The staircase comes into sight. It’s black and grim, appearing straight out of medieval times. Mould and something grey covers the walls.

“Am I supposed to see a dark staircase?” A tremor interlaces my voice.

“It’s your subconscious,” he says. “Don’t fight it, embrace it.”

I thin my lips into a line to stop them from trembling.

“Now, take a step down.”

With a shaky foot, I take one step, but I don’t follow with the other foot. I’m scared the old staircase will disappear and I’ll end up falling into a dark hole.

“Take another,” Dr Khan urges with a calm voice.

I clutch the wall for balance as I follow his instructions.

One at a time.

One black step after the other. It’s dark as long as the vision goes. I can’t see what’s beyond me no matter how much I squint.

I can do this.

I need to do this.

“Slowing down and shutting down,” Dr Khan’s voice comes low as if from another room. It keeps getting distant with every word he says. “Slowing down and shutting down… slowing down and shutting down… Shutting down completely.”

Dr Khan’s voice disappears.

Or that’s what I think? I believe he’s speaking to me and asking me things, and I could be answering him, but I don’t register that.

I replace myself in front of a wooden door that appears straight out of those World War documentaries.
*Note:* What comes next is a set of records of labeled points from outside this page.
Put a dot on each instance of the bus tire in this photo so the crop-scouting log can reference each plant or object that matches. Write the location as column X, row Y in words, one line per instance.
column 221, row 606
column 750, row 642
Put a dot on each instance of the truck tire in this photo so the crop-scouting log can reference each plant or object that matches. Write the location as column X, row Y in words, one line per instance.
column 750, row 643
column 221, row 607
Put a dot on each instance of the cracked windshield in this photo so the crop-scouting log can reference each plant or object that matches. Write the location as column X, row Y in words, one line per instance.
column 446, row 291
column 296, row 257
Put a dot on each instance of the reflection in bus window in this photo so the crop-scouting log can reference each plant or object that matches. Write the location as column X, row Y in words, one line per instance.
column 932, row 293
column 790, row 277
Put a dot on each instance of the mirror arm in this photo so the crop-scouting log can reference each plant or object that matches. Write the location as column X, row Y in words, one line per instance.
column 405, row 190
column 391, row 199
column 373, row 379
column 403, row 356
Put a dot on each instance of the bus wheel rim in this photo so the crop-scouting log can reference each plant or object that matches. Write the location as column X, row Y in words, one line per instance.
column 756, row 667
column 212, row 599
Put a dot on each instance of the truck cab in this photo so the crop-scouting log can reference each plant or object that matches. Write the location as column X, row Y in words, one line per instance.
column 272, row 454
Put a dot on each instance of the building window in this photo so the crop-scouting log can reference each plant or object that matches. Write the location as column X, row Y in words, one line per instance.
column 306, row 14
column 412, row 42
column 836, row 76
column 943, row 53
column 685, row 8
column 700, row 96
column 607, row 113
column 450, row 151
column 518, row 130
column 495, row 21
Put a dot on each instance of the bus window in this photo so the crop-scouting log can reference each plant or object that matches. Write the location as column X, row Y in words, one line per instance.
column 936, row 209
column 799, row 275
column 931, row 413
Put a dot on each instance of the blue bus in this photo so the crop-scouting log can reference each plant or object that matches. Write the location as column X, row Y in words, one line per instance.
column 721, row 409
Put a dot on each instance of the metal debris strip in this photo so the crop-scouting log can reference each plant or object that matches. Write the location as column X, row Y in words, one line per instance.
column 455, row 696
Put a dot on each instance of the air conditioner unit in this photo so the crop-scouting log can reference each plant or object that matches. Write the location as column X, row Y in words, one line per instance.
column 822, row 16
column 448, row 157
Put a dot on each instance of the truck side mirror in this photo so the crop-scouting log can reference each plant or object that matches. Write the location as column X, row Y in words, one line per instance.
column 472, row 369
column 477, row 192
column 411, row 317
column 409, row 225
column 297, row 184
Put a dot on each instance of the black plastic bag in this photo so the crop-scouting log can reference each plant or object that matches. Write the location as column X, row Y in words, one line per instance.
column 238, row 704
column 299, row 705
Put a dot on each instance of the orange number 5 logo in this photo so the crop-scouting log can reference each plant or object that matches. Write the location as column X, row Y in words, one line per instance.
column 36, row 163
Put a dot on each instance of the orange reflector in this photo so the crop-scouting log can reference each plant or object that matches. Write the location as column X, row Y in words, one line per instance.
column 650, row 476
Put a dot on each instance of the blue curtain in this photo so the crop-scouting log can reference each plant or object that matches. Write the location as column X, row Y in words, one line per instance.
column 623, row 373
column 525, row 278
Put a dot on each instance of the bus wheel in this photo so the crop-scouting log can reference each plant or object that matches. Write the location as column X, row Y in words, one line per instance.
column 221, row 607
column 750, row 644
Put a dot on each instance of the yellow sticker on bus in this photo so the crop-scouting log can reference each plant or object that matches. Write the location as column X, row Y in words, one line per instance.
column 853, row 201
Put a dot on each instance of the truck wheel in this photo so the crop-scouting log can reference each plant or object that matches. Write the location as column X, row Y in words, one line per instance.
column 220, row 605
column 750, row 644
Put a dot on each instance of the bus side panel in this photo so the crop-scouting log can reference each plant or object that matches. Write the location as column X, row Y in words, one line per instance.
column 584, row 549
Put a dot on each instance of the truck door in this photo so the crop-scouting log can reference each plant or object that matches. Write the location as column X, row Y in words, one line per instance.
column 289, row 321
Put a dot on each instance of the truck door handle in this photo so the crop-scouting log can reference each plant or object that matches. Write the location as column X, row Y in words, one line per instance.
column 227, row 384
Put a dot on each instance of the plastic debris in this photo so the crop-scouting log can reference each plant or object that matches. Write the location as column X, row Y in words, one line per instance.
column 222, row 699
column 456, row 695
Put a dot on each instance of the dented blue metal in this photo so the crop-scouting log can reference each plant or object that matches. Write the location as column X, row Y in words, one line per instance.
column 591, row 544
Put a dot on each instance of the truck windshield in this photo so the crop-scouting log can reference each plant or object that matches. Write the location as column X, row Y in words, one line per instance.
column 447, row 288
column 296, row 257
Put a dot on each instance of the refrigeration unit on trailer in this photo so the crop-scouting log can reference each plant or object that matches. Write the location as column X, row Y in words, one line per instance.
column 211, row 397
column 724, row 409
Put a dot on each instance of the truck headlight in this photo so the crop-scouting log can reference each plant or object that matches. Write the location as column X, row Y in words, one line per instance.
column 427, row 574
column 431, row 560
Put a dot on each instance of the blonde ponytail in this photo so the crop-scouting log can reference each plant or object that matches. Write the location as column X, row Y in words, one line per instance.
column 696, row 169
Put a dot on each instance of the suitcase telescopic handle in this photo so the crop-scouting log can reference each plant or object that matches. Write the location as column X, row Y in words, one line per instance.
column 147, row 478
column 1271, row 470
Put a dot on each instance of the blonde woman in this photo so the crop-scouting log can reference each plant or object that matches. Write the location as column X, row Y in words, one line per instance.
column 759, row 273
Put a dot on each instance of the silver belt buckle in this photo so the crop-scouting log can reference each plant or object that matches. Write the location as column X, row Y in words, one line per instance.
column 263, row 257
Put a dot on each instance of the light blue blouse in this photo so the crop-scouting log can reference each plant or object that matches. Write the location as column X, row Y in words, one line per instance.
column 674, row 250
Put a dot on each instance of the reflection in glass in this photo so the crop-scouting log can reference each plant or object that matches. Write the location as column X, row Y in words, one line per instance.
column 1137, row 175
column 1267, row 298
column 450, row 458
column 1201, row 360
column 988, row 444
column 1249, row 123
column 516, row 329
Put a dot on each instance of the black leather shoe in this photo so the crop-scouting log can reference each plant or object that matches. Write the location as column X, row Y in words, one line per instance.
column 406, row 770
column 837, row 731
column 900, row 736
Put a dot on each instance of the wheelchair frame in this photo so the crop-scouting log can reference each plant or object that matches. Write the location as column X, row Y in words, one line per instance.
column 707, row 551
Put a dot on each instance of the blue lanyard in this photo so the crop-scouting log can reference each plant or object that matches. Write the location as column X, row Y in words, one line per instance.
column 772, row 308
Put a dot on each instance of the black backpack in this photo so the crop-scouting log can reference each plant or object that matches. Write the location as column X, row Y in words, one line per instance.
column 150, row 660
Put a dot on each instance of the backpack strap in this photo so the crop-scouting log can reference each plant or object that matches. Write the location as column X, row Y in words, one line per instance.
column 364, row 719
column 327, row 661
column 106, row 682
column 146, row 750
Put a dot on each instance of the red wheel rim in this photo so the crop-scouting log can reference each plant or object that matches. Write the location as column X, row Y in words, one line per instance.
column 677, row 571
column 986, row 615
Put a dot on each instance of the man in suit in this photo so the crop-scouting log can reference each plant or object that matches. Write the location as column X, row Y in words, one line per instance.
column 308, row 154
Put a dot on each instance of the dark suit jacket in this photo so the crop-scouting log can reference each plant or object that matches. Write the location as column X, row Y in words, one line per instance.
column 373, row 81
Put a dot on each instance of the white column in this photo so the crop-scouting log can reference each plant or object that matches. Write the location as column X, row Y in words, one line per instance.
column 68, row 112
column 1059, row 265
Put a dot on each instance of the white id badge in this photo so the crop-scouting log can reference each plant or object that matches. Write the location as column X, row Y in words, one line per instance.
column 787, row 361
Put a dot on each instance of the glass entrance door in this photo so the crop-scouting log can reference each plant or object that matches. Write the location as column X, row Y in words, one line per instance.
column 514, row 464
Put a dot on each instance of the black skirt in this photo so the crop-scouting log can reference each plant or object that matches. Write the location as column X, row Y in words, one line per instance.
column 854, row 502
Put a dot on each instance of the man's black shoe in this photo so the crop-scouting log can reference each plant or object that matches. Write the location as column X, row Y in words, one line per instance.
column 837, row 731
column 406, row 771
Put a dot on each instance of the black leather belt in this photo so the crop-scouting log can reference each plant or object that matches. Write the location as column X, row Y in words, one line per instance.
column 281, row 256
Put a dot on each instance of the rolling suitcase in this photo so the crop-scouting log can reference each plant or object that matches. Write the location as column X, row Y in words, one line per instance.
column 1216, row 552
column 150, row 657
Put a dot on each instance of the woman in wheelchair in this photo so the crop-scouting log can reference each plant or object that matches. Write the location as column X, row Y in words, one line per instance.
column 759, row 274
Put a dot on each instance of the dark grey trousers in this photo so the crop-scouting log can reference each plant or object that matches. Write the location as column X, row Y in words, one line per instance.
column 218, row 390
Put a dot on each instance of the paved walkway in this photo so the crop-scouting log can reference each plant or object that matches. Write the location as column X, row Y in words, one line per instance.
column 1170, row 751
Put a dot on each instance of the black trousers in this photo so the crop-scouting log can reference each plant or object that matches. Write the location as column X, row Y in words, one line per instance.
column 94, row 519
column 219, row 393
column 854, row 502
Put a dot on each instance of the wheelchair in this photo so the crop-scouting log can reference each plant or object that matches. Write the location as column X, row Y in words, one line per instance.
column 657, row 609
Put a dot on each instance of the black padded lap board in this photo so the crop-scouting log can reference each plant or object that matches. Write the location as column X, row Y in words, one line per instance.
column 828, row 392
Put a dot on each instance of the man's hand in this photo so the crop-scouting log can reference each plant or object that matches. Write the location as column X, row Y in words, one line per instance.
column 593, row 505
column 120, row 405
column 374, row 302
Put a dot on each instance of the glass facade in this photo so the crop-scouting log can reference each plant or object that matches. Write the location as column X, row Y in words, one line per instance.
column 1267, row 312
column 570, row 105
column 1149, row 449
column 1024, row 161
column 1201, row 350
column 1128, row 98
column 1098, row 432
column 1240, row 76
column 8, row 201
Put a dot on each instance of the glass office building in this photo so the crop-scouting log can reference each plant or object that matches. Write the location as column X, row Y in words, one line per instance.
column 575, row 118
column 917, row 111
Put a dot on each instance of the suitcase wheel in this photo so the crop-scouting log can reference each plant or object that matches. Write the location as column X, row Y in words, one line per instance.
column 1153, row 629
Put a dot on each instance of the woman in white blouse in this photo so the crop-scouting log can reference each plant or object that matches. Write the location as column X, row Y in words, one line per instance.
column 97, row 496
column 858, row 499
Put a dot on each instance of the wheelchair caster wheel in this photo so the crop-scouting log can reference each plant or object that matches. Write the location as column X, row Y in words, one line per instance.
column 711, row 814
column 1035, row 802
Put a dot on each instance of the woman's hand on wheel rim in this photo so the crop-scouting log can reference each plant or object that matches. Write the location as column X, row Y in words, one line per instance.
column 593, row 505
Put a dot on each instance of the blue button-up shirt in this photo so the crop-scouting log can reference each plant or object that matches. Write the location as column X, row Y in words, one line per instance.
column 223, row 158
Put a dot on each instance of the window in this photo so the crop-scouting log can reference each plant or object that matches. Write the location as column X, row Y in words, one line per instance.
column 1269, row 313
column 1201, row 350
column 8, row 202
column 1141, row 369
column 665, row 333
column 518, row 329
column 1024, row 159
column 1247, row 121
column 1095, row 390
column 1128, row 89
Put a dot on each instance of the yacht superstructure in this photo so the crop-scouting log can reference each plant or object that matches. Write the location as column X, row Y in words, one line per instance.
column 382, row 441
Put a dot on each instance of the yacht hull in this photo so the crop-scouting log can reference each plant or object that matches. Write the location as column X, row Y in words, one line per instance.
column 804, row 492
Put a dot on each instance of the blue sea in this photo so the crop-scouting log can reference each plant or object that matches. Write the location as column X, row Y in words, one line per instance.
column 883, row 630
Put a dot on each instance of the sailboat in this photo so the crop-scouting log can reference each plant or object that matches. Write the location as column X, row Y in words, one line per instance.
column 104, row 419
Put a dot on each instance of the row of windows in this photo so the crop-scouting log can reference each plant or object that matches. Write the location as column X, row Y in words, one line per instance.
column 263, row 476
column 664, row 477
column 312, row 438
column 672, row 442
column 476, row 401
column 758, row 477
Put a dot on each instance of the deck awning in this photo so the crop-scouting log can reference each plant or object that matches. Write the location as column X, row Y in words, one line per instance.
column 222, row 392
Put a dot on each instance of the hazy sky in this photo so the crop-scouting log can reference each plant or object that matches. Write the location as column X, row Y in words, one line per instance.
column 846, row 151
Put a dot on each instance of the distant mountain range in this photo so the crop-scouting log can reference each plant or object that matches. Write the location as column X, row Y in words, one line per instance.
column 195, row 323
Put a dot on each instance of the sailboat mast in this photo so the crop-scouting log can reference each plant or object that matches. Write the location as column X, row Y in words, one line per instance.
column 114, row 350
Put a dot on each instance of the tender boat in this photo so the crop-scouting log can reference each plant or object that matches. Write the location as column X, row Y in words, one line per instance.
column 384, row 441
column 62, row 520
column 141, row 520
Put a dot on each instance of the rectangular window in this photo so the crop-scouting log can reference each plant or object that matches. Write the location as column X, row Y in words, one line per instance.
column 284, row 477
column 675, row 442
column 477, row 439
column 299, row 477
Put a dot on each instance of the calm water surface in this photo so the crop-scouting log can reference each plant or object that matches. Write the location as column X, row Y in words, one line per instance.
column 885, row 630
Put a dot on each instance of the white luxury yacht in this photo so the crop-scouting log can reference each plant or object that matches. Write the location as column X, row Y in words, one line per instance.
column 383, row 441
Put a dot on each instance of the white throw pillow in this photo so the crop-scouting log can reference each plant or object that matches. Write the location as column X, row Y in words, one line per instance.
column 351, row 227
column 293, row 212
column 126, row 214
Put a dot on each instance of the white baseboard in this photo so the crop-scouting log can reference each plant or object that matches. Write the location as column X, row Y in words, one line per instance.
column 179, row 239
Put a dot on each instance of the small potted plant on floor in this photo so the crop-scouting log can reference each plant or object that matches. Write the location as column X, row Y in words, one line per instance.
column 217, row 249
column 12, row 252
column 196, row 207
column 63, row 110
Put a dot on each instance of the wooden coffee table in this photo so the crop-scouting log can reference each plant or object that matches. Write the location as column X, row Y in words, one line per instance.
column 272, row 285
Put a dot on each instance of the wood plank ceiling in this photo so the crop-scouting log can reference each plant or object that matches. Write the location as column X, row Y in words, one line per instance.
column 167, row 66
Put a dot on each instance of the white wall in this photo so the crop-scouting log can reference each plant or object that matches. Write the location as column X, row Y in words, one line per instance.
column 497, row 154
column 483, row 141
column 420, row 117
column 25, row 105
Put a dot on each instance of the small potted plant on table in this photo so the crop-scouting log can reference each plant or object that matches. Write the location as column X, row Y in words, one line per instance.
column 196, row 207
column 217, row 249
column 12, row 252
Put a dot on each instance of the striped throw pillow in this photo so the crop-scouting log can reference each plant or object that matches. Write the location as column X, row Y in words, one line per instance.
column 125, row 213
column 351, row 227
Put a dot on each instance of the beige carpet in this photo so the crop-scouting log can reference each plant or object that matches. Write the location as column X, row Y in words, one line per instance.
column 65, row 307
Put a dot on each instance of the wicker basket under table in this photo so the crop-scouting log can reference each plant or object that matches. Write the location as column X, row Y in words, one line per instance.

I push it with shaky hands.

Strong, white light blinds my eyes.

No. It’s not white. It’s… red.

I squint, trying to see past it. The atmosphere is like a thick sheen of blood red. Like those red rooms used in photography.

Only it isn’t a red room. No.

It’s… my home.

My Birmingham home.

I stand in the middle of a vast lounge area with elegant floral wallpaper.

It’s so large that I seem like an ant in comparison. The chesterfield sofas and the tall paintings hint at a refined taste.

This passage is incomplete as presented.